I asked about the miniature spinner dolphins. Woodside is spending $80 million on an environmental assessment process—'It must be okay because we spent lots of money'—and, for a start, have managed to grossly underestimate the number of whales. The community-monitoring program has already highlighted the fact that they grossly underestimated it. They did not manage to find the miniature spinner dolphins. They spent $80 million but they did not manage to find them. Also, they did not manage to find the turtle-nesting sites. If they had asked the local community they could have told them where they are and the fact that they do use this area for nesting, but according to Woodside they do not. Not to mention the bilbies that they never seem to manage to find. That is just the start of the failures of the environmental impact assessment process undertaken by Woodside.

The government could not answer my question. They could not tell us how they are going to make the decision; they could not tell us whether they are going to carry out some independent monitoring. However, the minister did manage to answer a question I did not ask and, I have to say, I am quite grateful because the community do want to know what has been happening with their section 9 application. They put it in at least 12 months ago—you cannot rush these things. So I will take that answer back to the community and let them know that the minister is still undertaking that assessment.

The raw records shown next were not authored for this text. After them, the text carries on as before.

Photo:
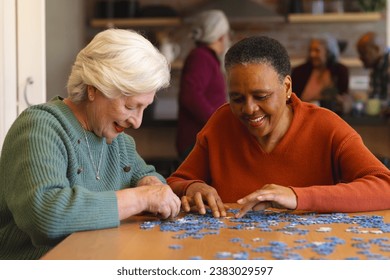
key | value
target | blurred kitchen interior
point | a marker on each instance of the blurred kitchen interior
(70, 24)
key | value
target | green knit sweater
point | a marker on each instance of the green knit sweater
(48, 182)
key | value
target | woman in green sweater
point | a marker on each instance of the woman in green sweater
(68, 166)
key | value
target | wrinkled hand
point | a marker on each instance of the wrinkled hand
(269, 195)
(159, 200)
(149, 180)
(199, 193)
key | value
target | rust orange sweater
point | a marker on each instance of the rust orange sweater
(320, 157)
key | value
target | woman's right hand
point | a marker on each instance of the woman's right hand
(156, 199)
(198, 194)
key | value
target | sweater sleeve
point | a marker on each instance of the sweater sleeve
(38, 193)
(195, 168)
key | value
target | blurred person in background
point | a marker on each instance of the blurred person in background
(322, 79)
(375, 56)
(202, 85)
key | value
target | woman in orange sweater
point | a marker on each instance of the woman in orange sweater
(267, 148)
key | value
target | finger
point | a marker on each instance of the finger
(261, 206)
(165, 212)
(251, 197)
(221, 207)
(211, 201)
(177, 202)
(185, 204)
(247, 207)
(199, 203)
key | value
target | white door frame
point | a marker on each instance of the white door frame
(8, 75)
(22, 58)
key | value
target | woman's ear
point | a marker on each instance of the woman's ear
(287, 84)
(91, 92)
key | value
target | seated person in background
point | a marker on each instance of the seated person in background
(267, 148)
(376, 57)
(322, 79)
(202, 85)
(68, 166)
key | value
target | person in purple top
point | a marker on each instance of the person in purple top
(202, 85)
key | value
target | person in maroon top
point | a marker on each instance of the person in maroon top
(202, 85)
(322, 80)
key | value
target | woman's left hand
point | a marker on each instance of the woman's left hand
(269, 195)
(149, 180)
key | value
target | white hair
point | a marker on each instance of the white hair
(117, 62)
(330, 44)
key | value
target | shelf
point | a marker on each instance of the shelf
(132, 22)
(334, 17)
(350, 62)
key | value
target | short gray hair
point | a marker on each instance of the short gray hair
(117, 62)
(209, 26)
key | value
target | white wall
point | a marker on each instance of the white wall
(65, 37)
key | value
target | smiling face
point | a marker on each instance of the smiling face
(258, 100)
(108, 117)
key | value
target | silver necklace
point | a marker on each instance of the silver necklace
(97, 168)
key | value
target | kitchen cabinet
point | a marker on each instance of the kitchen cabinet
(134, 22)
(334, 17)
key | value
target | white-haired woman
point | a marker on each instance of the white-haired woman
(67, 165)
(322, 79)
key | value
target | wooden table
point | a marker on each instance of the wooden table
(131, 242)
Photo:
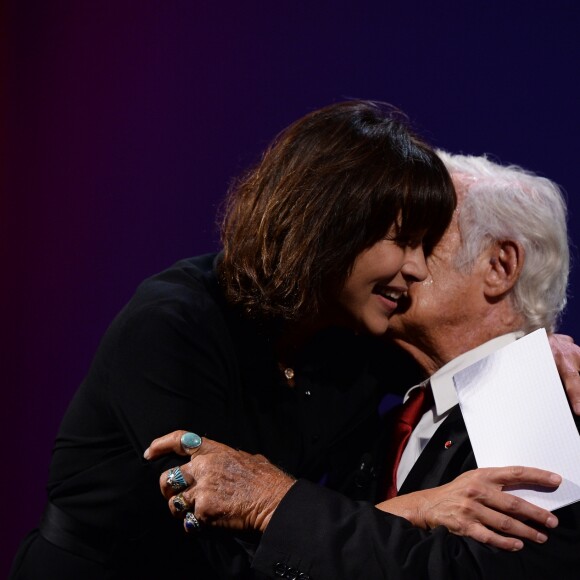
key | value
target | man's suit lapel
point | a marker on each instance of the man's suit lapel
(447, 454)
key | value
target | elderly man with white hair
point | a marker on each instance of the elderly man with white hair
(499, 272)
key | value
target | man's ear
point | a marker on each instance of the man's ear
(505, 263)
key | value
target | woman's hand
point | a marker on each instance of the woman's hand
(567, 357)
(474, 505)
(226, 487)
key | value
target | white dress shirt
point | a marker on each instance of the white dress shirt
(445, 399)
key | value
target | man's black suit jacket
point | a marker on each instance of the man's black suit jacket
(321, 535)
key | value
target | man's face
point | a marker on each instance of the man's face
(442, 308)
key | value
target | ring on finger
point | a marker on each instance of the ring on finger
(175, 479)
(180, 503)
(190, 441)
(191, 522)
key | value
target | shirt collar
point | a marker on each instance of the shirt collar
(442, 381)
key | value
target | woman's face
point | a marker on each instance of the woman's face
(380, 276)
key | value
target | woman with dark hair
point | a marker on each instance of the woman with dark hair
(271, 346)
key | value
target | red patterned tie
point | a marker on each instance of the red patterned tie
(409, 414)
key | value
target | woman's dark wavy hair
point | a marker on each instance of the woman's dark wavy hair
(328, 187)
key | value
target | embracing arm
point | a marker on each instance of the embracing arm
(323, 530)
(567, 357)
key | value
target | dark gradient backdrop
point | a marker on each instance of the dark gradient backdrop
(123, 122)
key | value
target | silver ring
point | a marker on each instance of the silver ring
(191, 522)
(190, 441)
(175, 479)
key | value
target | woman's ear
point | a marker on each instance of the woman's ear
(505, 263)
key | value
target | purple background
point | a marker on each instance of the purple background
(123, 122)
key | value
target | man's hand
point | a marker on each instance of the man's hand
(474, 505)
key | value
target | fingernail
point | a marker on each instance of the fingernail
(551, 522)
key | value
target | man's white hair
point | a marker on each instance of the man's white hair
(510, 203)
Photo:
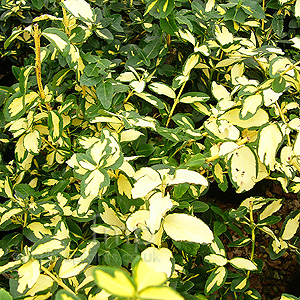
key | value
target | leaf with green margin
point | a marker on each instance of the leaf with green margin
(55, 125)
(47, 246)
(65, 295)
(239, 284)
(115, 281)
(58, 39)
(17, 105)
(215, 280)
(168, 24)
(104, 92)
(196, 161)
(165, 7)
(113, 258)
(23, 78)
(4, 295)
(278, 84)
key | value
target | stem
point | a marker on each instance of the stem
(176, 101)
(38, 68)
(284, 121)
(58, 281)
(252, 233)
(239, 143)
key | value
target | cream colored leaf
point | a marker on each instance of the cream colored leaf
(220, 92)
(138, 86)
(184, 175)
(243, 168)
(243, 263)
(270, 137)
(251, 105)
(216, 259)
(182, 227)
(80, 8)
(146, 276)
(130, 135)
(29, 274)
(158, 259)
(162, 89)
(160, 293)
(38, 229)
(260, 118)
(290, 227)
(32, 141)
(159, 205)
(43, 282)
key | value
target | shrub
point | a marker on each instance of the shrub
(120, 120)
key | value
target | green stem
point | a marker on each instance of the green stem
(59, 281)
(176, 101)
(38, 68)
(252, 234)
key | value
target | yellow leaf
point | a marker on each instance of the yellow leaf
(144, 276)
(182, 227)
(270, 137)
(159, 205)
(243, 168)
(158, 259)
(291, 227)
(48, 246)
(216, 259)
(184, 175)
(80, 8)
(29, 274)
(260, 118)
(39, 229)
(32, 141)
(116, 283)
(251, 104)
(243, 263)
(160, 293)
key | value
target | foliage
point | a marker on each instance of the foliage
(119, 122)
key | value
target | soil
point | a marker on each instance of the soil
(278, 276)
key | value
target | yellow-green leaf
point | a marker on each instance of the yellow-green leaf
(114, 281)
(243, 264)
(160, 293)
(269, 140)
(183, 227)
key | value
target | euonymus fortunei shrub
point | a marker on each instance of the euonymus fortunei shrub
(123, 114)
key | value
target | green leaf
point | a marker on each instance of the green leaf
(23, 79)
(269, 139)
(17, 105)
(243, 168)
(58, 39)
(47, 246)
(79, 9)
(278, 84)
(65, 295)
(253, 8)
(168, 24)
(240, 284)
(55, 125)
(165, 7)
(113, 258)
(196, 161)
(128, 253)
(151, 99)
(4, 295)
(115, 281)
(215, 280)
(243, 264)
(104, 92)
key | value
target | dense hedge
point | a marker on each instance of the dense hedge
(121, 116)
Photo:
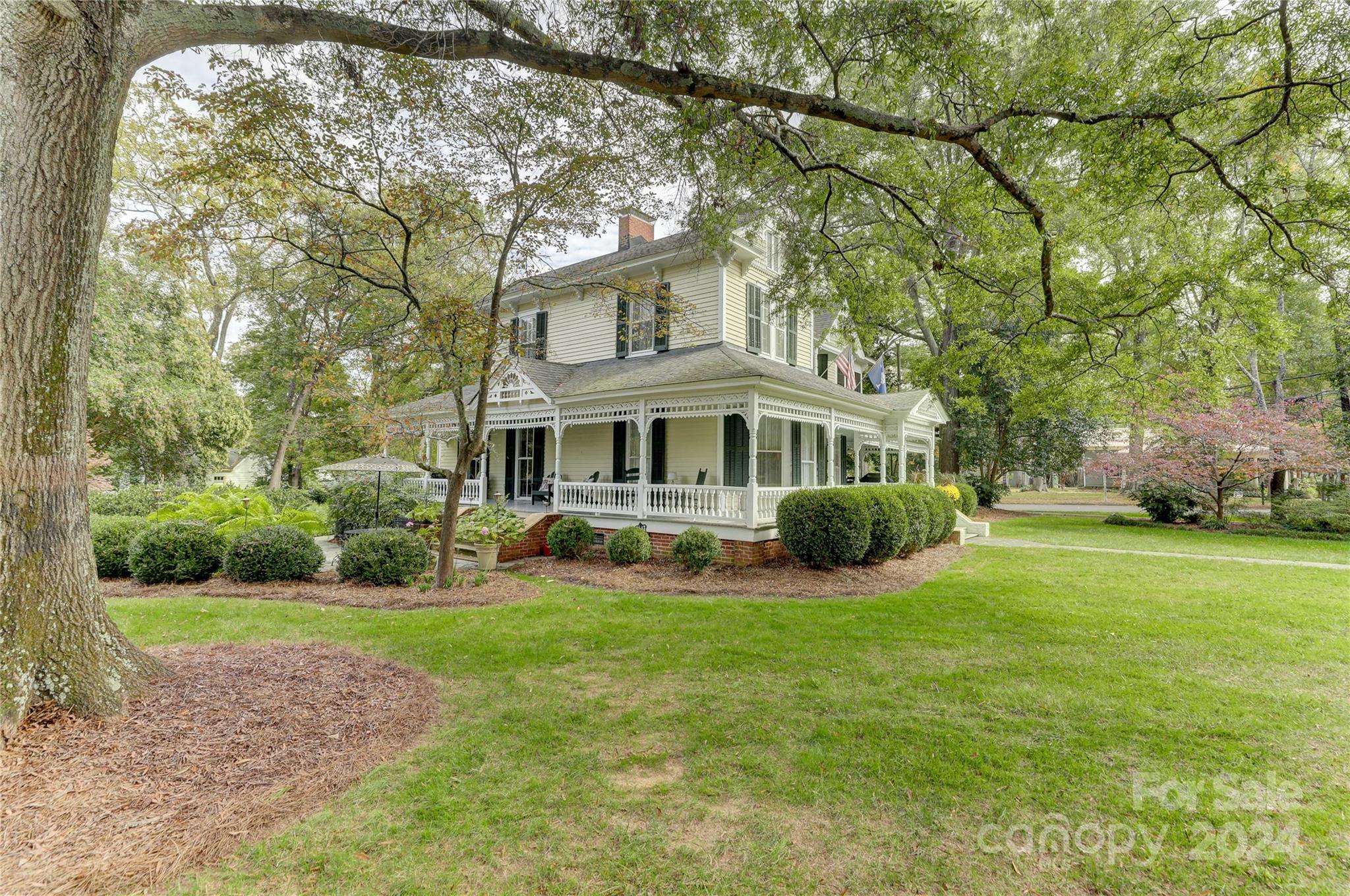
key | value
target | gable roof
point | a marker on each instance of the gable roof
(604, 264)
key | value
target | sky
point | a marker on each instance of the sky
(193, 65)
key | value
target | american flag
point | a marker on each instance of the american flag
(846, 363)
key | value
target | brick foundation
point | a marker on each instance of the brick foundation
(533, 543)
(740, 553)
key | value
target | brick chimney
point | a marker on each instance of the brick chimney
(635, 227)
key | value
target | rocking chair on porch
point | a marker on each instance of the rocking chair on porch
(544, 491)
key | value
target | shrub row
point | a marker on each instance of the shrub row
(573, 538)
(863, 524)
(193, 551)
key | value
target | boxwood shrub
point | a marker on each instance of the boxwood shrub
(890, 524)
(176, 551)
(970, 501)
(384, 556)
(630, 546)
(113, 542)
(917, 518)
(570, 538)
(827, 526)
(697, 548)
(273, 553)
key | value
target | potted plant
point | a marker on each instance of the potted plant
(485, 530)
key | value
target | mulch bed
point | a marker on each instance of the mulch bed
(326, 589)
(239, 742)
(780, 578)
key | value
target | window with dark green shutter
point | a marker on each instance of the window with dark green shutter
(753, 318)
(736, 451)
(662, 341)
(541, 347)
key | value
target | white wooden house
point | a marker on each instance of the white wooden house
(622, 412)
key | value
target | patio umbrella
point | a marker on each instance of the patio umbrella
(378, 464)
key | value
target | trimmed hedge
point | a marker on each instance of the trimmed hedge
(970, 501)
(176, 551)
(630, 546)
(273, 553)
(570, 538)
(827, 528)
(697, 548)
(113, 543)
(890, 524)
(941, 512)
(385, 556)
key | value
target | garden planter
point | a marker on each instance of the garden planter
(483, 553)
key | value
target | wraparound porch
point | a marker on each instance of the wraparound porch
(649, 459)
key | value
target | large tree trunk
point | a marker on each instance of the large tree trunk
(63, 84)
(278, 462)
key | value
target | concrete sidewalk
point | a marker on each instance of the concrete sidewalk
(1022, 543)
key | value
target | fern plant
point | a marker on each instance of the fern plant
(223, 508)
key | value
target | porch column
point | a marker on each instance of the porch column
(641, 459)
(829, 451)
(752, 480)
(558, 459)
(484, 495)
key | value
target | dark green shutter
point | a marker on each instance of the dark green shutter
(821, 458)
(752, 319)
(797, 454)
(620, 450)
(658, 472)
(537, 474)
(663, 319)
(736, 451)
(510, 480)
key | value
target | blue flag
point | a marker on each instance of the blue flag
(878, 377)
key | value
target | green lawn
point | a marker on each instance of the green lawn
(1090, 530)
(619, 744)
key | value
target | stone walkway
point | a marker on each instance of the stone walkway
(1022, 543)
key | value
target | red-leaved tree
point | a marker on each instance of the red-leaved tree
(1214, 449)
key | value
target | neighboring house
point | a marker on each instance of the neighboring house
(707, 416)
(241, 470)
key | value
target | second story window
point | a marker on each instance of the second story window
(641, 325)
(529, 335)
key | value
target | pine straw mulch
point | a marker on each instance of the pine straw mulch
(326, 589)
(239, 742)
(775, 579)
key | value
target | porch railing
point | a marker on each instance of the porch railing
(697, 502)
(470, 494)
(766, 501)
(597, 497)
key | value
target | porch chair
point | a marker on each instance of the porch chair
(544, 491)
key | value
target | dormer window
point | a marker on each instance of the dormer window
(773, 248)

Last week, for the James Price Point development, the Australian Institute of Marine Science carried out an assessment of the state government's own documentation and pointed out that the project will be a net cost to the taxpayers of WA and they will spend more money supporting this project than they will in collecting taxes. In fact, the impact of this particular development may lead to the loss of jobs in other places in WA.

One wonders why the WA government are so strongly focusing on James Price Point when this particular site is an economic disaster. Could it be that they have other plans for the site? Of course, they deny this, but it is highly likely. Ninety-seven per cent of the workers there will be fly-in fly-out workers. So much for the myth that this is going to generate so much local employment. It will reduce the Kimberley's reputation as a world-class tourism destination, leading to a reduction in employment in the area's other largest employment sector. It will increase demand on community services, such as health and police, and cause inflation in the Broome region for housing and things like that, as it has in other places in Western Australia. This is a bad development. It should not go on country at «James» «Price» «Point. The government should look at other places for that development and the federal government need to outline how they intend to undertake their assessment process.